A quick lunch break beneath a tree feels great because the effect of fresh air, sunlight and a visually stimulating view is actually making changes in your body.
The benefits of spending 30 minutes in an urban park has been put to the scientific test, and shown to reduce blood pressure and improve mental health.
The University of Queensland study looked at the health and habits of more than 1500 Brisbane residents and found a 'dose' of nature resulted in more physical activity, lower blood pressure as well as improved self-reported mental health and social cohesion.
ARC Centre of Excellence for Environmental Decisions researcher Richard Fuller said the effect of a weekly 30-minute park visit was so profound, it could reduce the population prevalence of depression by 7 percent and high blood pressure by 9 percent.

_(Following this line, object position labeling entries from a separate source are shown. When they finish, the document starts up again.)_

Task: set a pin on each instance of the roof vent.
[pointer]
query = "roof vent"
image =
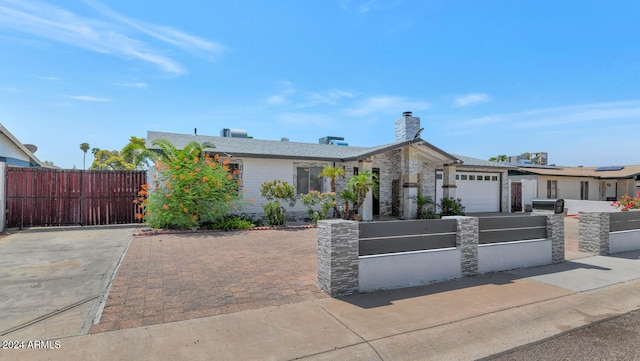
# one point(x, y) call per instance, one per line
point(328, 139)
point(338, 142)
point(233, 133)
point(32, 148)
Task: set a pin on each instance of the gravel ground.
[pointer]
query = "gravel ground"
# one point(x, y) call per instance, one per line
point(614, 339)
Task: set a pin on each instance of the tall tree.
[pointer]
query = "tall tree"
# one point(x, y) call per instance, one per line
point(136, 153)
point(84, 147)
point(500, 158)
point(110, 160)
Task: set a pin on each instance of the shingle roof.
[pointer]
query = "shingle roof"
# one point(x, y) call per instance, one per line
point(247, 147)
point(627, 171)
point(475, 162)
point(33, 159)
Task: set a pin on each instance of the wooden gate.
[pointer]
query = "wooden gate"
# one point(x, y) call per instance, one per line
point(54, 197)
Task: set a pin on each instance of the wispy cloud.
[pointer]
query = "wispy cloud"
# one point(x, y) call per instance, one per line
point(470, 99)
point(87, 98)
point(295, 98)
point(125, 37)
point(307, 120)
point(385, 105)
point(132, 85)
point(331, 97)
point(557, 116)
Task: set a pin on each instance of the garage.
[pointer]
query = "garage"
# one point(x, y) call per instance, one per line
point(479, 191)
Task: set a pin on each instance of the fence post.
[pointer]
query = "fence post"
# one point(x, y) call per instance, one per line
point(467, 237)
point(3, 195)
point(338, 257)
point(555, 232)
point(593, 232)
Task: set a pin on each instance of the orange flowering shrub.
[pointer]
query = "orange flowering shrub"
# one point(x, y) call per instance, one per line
point(626, 203)
point(184, 199)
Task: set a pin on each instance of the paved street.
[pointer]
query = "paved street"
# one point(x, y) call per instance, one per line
point(614, 339)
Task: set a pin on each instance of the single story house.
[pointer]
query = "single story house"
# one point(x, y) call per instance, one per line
point(16, 154)
point(405, 167)
point(572, 183)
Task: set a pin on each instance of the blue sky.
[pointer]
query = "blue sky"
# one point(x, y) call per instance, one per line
point(485, 77)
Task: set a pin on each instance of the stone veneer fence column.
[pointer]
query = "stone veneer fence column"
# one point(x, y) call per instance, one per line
point(338, 250)
point(467, 232)
point(555, 231)
point(593, 232)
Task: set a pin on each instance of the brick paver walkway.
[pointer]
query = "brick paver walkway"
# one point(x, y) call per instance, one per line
point(166, 278)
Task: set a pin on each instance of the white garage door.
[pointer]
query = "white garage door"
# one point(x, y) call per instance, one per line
point(480, 192)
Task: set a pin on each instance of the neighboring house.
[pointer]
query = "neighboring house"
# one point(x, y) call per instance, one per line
point(574, 183)
point(406, 167)
point(16, 154)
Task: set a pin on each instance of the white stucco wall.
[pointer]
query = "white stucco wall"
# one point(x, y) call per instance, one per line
point(496, 257)
point(256, 171)
point(10, 150)
point(624, 241)
point(408, 269)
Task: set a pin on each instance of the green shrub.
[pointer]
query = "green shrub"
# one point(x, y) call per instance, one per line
point(313, 198)
point(274, 192)
point(192, 188)
point(451, 207)
point(231, 223)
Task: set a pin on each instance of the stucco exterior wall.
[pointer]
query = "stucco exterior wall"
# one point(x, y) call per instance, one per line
point(256, 171)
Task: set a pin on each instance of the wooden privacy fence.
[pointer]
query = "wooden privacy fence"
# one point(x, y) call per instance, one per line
point(53, 197)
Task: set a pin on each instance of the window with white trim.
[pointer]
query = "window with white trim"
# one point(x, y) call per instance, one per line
point(307, 179)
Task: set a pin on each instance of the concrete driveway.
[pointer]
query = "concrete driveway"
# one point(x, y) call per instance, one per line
point(53, 281)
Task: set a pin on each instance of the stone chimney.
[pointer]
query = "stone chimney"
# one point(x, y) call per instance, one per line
point(407, 126)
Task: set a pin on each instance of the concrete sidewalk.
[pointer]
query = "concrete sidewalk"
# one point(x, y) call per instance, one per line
point(464, 319)
point(55, 279)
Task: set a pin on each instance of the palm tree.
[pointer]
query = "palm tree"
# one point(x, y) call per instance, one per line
point(332, 173)
point(84, 147)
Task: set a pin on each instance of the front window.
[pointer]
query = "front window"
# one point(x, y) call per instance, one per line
point(552, 189)
point(584, 191)
point(307, 179)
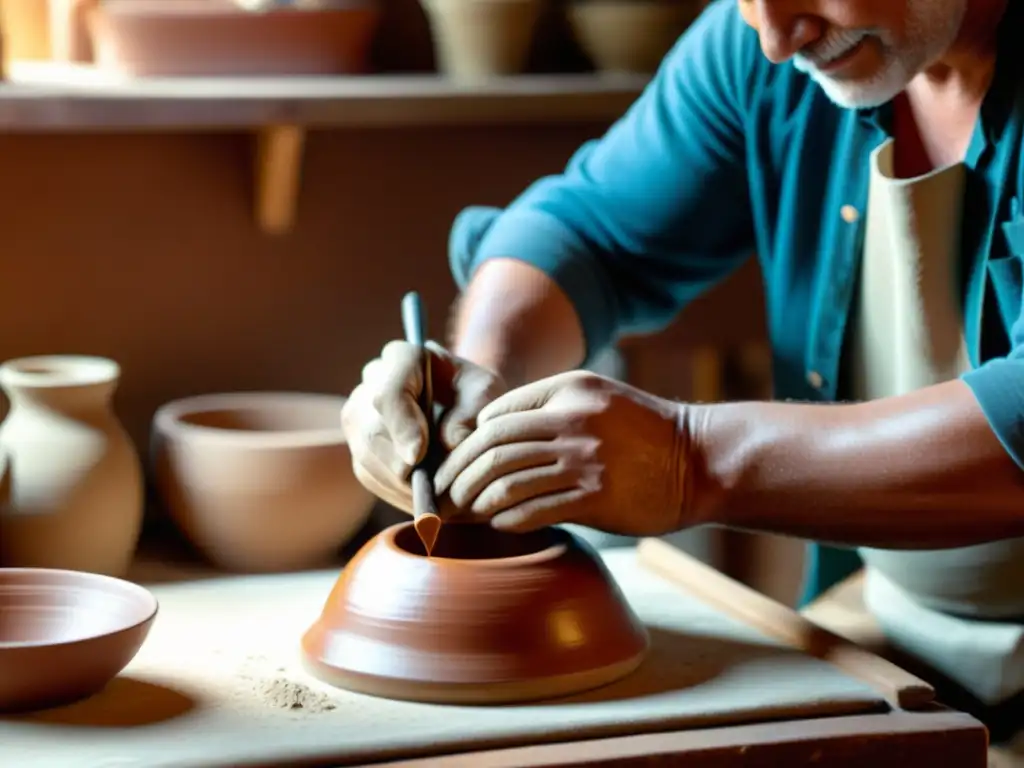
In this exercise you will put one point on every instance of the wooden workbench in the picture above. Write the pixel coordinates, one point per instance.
(842, 610)
(854, 727)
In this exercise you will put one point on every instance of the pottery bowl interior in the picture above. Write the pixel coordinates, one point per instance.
(65, 634)
(488, 617)
(259, 480)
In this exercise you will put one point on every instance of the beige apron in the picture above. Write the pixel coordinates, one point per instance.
(939, 605)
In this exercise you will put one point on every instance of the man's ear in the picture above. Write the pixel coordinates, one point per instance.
(749, 10)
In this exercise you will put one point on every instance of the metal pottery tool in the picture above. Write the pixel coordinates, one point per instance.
(425, 517)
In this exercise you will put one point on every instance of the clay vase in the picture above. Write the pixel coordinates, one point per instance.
(630, 36)
(476, 40)
(259, 481)
(489, 617)
(76, 495)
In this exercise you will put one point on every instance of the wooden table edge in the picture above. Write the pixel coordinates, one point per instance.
(940, 737)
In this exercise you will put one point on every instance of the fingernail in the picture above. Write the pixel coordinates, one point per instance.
(457, 434)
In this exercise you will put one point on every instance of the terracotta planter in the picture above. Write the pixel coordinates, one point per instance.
(182, 38)
(259, 481)
(75, 480)
(489, 617)
(479, 39)
(630, 36)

"We've known for a long time that visiting parks is good for our health, but we are now beginning to establish exactly how much time we need to spend in parks to gain these benefits," he said.
"We have specific evidence that we need regular visits of at least half an hour to ensure we get these benefits."
Fuller said more needed to be done to encourage people to visit urban parks, especially for young Australians.
"Our children especially benefit from spending more time outdoors," Fuller said.
"Kids who grow up experiencing natural environments may benefit developmentally and have a heightened environmental awareness as adults than those who don't."